The lawsuit may be an important step forward in this racially charged case. That’s because, assuming the case moves forward to trial, the circumstances of Brown's death will be weighed by a jury in a court of law.

This is different from the grand jury process that led to no charges against Mr. Wilson. That process has citizen jurors, but it’s a behind-doors investigation that’s influenced by prosecutors who, critics say, too rarely are willing to indict police officers.

The way a civil suit works would also be different from how the US Justice Department handles such cases. In the Brown death, it decided not to bring federal charges against Wilson.

“We are hopeful that our presentation of the evidence through this case will highlight the facts that nobody has seen, the physical evidence that nobody has talked about, that has been overlooked – placed in a footnote in some reports,” said Anthony Gray, one of the attorneys representing the Brown family, in announcing the suit.

Brown was unarmed when he was shot, but in the grand jury proceedings, Wilson testified that he considered Brown a robbery suspect, that Brown had assaulted him through the police car window as Wilson confronted him, and that after Wilson got out of his car to give chase, Brown charged at him.

The civil lawsuit asserts that the circumstances surrounding Brown’s death differed in major ways from the version of events given when County Prosecuting Attorney Robert McCulloch summarized the grand jury’s decision.

The suit casts Wilson as the aggressor, citing testimony that he used abusive language from the moment he began interacting with Brown and another young man who were walking down Ferguson’s Canfield Drive at midday on Aug. 9.

Moments later, Wilson backed his vehicle to within inches of Brown’s body and pushed open the car door into Brown, and then, when the car door ricocheted back, Wilson “used unwarranted physical force” by grabbing Brown through the car window, the lawsuit asserts.

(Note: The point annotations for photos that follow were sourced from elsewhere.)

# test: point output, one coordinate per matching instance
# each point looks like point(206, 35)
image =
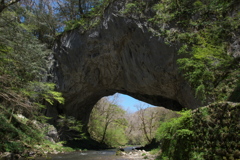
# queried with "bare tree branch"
point(4, 5)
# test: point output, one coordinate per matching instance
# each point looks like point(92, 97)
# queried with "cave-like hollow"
point(119, 54)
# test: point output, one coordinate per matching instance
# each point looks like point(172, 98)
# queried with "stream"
point(109, 154)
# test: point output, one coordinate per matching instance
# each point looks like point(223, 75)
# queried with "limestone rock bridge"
point(118, 55)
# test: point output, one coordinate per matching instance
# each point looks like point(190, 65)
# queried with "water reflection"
point(87, 155)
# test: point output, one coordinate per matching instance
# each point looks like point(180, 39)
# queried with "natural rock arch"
point(118, 55)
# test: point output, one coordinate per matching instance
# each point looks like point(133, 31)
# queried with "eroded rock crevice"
point(118, 55)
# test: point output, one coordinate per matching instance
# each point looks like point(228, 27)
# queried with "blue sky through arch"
point(128, 103)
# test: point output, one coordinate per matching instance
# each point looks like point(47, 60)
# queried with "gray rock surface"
point(118, 55)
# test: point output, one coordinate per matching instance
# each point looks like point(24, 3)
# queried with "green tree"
point(107, 123)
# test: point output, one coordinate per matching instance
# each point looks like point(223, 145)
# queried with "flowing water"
point(88, 155)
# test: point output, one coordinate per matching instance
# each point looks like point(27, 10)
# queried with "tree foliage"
point(107, 123)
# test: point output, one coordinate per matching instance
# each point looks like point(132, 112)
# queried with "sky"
point(129, 104)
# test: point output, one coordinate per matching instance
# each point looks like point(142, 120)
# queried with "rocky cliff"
point(120, 55)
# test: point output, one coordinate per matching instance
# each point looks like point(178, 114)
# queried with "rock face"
point(118, 55)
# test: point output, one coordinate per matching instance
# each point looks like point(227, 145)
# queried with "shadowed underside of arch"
point(118, 55)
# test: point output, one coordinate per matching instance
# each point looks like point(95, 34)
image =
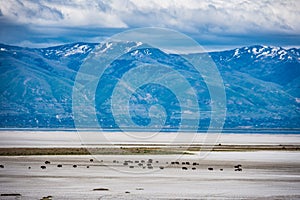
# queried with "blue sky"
point(215, 24)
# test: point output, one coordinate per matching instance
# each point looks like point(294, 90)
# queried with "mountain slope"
point(262, 85)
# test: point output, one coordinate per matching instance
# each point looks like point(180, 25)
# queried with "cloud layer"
point(207, 20)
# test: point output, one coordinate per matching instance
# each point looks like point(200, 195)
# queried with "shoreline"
point(142, 150)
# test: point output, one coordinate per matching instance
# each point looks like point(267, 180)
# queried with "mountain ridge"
point(261, 83)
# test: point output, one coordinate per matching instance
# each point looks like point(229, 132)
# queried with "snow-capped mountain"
point(262, 85)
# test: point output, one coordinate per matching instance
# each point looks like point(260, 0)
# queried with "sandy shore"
point(264, 175)
point(270, 166)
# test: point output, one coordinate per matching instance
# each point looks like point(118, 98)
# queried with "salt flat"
point(264, 174)
point(272, 175)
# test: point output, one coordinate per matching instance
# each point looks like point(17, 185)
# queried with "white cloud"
point(211, 16)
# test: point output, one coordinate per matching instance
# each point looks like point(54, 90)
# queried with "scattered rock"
point(238, 166)
point(184, 168)
point(101, 189)
point(10, 195)
point(47, 198)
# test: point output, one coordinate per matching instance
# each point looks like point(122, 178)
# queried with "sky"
point(214, 24)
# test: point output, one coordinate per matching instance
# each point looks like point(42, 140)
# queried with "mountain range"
point(262, 86)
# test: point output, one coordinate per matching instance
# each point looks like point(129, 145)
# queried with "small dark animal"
point(184, 168)
point(237, 166)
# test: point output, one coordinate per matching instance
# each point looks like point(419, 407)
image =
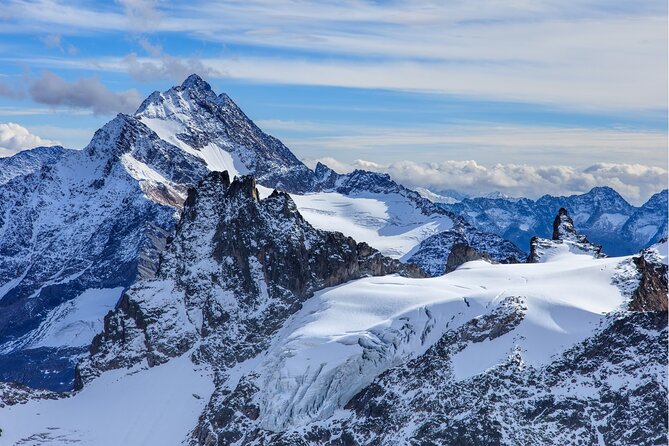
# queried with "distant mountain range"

The lawsuit maintains that Brown was acting in self-defense when he struggled with Wilson and then fled; that Brown said, “Don’t shoot. I don’t have a gun. I’m unarmed”; and that Wilson never ordered Brown to “stop” or “freeze.”

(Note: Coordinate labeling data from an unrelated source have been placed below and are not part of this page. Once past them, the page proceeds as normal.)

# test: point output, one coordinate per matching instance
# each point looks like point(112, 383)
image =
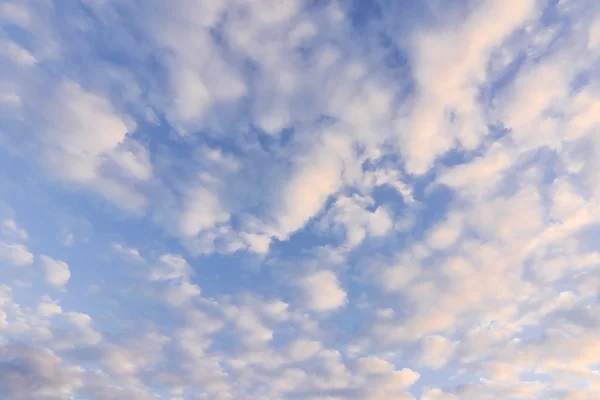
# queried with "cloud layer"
point(299, 200)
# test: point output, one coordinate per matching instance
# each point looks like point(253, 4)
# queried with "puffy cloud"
point(170, 266)
point(56, 272)
point(436, 351)
point(11, 229)
point(33, 373)
point(15, 253)
point(446, 110)
point(282, 136)
point(322, 291)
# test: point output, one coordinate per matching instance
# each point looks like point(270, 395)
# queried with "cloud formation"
point(299, 200)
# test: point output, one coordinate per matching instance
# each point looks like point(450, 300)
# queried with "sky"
point(299, 199)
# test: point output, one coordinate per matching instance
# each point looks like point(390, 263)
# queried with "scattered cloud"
point(299, 200)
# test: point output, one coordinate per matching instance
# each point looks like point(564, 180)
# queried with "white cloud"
point(448, 77)
point(15, 253)
point(84, 136)
point(128, 252)
point(169, 267)
point(301, 349)
point(56, 272)
point(322, 291)
point(13, 230)
point(436, 351)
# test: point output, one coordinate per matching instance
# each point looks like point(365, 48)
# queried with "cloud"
point(322, 291)
point(16, 254)
point(87, 136)
point(57, 273)
point(337, 200)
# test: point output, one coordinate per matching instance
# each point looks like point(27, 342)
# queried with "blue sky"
point(299, 200)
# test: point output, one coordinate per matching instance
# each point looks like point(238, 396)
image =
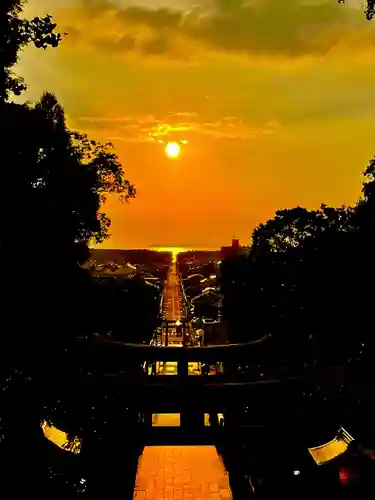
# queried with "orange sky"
point(276, 101)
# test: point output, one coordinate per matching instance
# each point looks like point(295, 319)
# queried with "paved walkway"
point(181, 472)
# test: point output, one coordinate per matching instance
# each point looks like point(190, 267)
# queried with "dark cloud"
point(289, 27)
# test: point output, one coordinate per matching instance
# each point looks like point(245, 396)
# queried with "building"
point(231, 251)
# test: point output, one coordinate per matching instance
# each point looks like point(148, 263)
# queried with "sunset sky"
point(275, 99)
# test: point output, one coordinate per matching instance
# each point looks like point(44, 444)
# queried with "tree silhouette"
point(55, 183)
point(369, 8)
point(16, 33)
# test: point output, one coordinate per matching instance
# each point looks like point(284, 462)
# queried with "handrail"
point(143, 352)
point(145, 347)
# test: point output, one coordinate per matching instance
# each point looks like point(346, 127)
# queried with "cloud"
point(151, 129)
point(288, 27)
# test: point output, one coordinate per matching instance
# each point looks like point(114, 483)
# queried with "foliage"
point(16, 33)
point(369, 8)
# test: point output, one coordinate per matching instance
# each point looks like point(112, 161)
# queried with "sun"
point(173, 150)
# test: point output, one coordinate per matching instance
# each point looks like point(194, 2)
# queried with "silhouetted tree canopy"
point(55, 182)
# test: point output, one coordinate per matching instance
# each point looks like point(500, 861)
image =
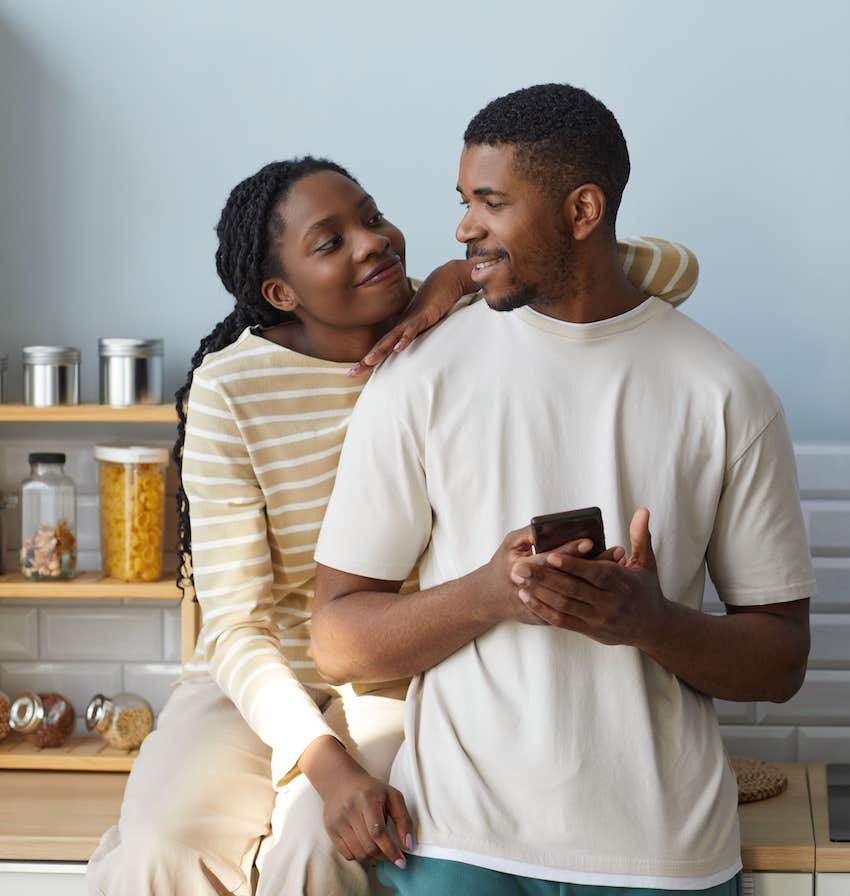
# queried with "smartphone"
point(554, 529)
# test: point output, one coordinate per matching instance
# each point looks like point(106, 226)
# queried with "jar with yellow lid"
point(132, 509)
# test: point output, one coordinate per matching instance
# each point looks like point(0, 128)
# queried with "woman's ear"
point(279, 294)
point(584, 209)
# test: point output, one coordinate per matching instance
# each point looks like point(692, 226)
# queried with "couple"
point(558, 733)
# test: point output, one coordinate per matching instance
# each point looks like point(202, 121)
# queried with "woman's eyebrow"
point(324, 222)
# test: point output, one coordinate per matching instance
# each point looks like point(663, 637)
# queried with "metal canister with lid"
point(46, 720)
point(123, 721)
point(130, 371)
point(51, 375)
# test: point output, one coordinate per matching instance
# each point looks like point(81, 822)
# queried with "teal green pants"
point(439, 877)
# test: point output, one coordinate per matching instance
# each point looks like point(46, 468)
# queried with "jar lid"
point(27, 713)
point(118, 453)
point(129, 348)
point(46, 457)
point(50, 354)
point(99, 706)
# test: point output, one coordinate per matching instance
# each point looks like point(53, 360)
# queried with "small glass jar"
point(48, 520)
point(5, 712)
point(123, 721)
point(132, 510)
point(46, 720)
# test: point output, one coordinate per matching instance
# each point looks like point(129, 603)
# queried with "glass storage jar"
point(123, 721)
point(132, 504)
point(5, 711)
point(46, 720)
point(48, 519)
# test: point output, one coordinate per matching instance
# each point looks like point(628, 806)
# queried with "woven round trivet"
point(757, 780)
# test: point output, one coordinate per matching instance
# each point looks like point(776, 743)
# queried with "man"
point(560, 726)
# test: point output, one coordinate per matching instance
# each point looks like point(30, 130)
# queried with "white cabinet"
point(832, 884)
point(42, 878)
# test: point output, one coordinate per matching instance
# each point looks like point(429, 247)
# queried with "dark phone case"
point(555, 529)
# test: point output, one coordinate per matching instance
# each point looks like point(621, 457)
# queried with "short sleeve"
point(758, 553)
point(378, 522)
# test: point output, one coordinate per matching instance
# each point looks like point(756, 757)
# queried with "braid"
point(248, 231)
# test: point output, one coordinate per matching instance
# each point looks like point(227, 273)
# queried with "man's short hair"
point(563, 137)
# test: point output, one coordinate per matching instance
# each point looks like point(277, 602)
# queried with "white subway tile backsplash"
point(824, 699)
point(828, 525)
point(82, 647)
point(171, 635)
point(830, 641)
point(152, 681)
point(79, 682)
point(733, 713)
point(823, 470)
point(18, 633)
point(823, 744)
point(833, 578)
point(761, 742)
point(88, 631)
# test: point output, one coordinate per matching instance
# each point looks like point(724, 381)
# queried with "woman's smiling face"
point(343, 263)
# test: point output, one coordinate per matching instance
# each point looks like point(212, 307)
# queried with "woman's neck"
point(327, 343)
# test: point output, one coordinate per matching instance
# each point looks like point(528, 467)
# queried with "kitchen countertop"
point(829, 856)
point(776, 834)
point(62, 815)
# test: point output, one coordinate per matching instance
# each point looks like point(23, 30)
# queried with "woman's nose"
point(371, 243)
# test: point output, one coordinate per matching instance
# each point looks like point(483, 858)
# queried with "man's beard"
point(561, 283)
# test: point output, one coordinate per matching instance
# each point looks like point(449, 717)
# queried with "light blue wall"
point(123, 127)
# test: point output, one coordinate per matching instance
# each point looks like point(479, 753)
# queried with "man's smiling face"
point(514, 229)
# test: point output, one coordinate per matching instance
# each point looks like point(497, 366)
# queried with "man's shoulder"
point(697, 355)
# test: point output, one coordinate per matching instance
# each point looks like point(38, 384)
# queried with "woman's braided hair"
point(248, 230)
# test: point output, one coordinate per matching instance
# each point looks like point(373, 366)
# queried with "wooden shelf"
point(56, 815)
point(88, 586)
point(88, 413)
point(80, 753)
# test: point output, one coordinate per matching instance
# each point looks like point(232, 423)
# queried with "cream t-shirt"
point(536, 750)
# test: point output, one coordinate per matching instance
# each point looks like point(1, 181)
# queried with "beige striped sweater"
point(264, 431)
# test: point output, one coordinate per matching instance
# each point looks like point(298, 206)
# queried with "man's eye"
point(332, 243)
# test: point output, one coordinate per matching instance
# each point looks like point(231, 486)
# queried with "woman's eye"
point(332, 243)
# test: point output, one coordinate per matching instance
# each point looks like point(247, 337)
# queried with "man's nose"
point(469, 228)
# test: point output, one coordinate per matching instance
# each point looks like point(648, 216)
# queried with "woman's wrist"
point(323, 763)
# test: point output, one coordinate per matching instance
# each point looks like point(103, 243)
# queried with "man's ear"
point(279, 294)
point(584, 209)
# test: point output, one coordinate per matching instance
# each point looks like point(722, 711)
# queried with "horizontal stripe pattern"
point(264, 431)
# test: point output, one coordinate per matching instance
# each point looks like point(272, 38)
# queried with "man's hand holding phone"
point(609, 599)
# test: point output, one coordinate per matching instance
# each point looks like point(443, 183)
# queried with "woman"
point(253, 751)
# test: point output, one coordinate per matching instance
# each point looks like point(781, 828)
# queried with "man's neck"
point(598, 290)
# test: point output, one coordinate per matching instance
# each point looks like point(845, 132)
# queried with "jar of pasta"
point(132, 504)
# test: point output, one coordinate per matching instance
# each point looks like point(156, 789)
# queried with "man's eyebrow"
point(483, 191)
point(317, 225)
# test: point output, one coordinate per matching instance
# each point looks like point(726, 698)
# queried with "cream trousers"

The suit claims, too, that Wilson fired his gun while Brown was fleeing, in addition to when Brown turned back toward Wilson.

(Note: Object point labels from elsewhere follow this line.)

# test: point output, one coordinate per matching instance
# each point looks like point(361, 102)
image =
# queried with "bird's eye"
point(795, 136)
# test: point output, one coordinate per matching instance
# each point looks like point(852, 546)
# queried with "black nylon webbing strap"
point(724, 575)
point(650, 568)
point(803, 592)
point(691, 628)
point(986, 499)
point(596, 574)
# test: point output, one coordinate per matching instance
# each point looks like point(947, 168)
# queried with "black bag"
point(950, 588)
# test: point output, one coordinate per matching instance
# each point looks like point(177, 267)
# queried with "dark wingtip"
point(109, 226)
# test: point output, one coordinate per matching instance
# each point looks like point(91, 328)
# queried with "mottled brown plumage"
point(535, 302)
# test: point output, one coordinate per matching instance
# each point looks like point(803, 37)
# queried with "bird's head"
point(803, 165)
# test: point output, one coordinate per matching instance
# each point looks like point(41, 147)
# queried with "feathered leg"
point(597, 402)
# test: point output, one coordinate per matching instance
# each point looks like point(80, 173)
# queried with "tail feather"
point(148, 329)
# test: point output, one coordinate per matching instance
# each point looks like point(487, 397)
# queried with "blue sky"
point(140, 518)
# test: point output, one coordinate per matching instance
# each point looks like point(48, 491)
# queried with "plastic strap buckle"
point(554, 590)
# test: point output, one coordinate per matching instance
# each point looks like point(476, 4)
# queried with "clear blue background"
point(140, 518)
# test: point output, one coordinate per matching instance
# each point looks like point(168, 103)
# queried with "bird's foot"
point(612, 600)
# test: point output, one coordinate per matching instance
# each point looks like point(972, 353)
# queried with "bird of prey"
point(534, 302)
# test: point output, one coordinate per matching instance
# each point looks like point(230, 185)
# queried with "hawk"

“According to several eye-witnesses, [Brown] did not pose any threat to Defendant Wilson,” the lawsuit states.

By contrast, when Mr. McCulloch presented the grand jury’s decision, he acknowledged varying witness accounts but emphasized evidence aligned with Wilson’s testimony – that the officer shot in self-defense.

For the civil trial, the burden of proof for the jury to weigh is lighter than in a criminal trial: preponderance of evidence, not the “beyond a reasonable doubt” standard used in criminal cases.

For its part, the Justice Department had a higher standard for filing charges against Wilson than did local prosecutors (no option of considering a manslaughter charge). In the end, the Justice Department said that while Wilson may have been "mistaken in his interpretation of Brown’s conduct" and may "have acted with poor judgment," there were no grounds for criminal charges.

Even with its lower burden of proof, the civil case isn't an easy one for Mr. Gray and fellow plaintiffs' attorneys. A trial would sift the credibility of various witnesses in a more open setting than the Justice Department or grand jury reviews. But those previous investigations suggest that, if the process undercuts some aspects of Wilson's testimony, it will also raise doubts about some witness testimony that's sympathetic to Brown.

The wrongful-death civil suit also brings various charges against the city of Ferguson, including the use of excessive force and constitutionally “unreasonable” stops and detentions. It also alleges civil rights violations and a failure to conduct a fair investigation into Brown’s death.

For example, it says that after the shooting, Wilson returned to the police station, washed his hands, and “cleared and bagged the gun.” He therefore “tampered” with evidence, the suit says.

Brown’s parents, Lesley McSpadden and Michael Brown Sr., are the plaintiffs, and the defendants are the city, former Police Chief Thomas Jackson, and Wilson.

Brown’s parents are seeking compensatory and punitive damages, as well as orders for reforms and monitoring to prevent racial bias and undue use of force by Ferguson police.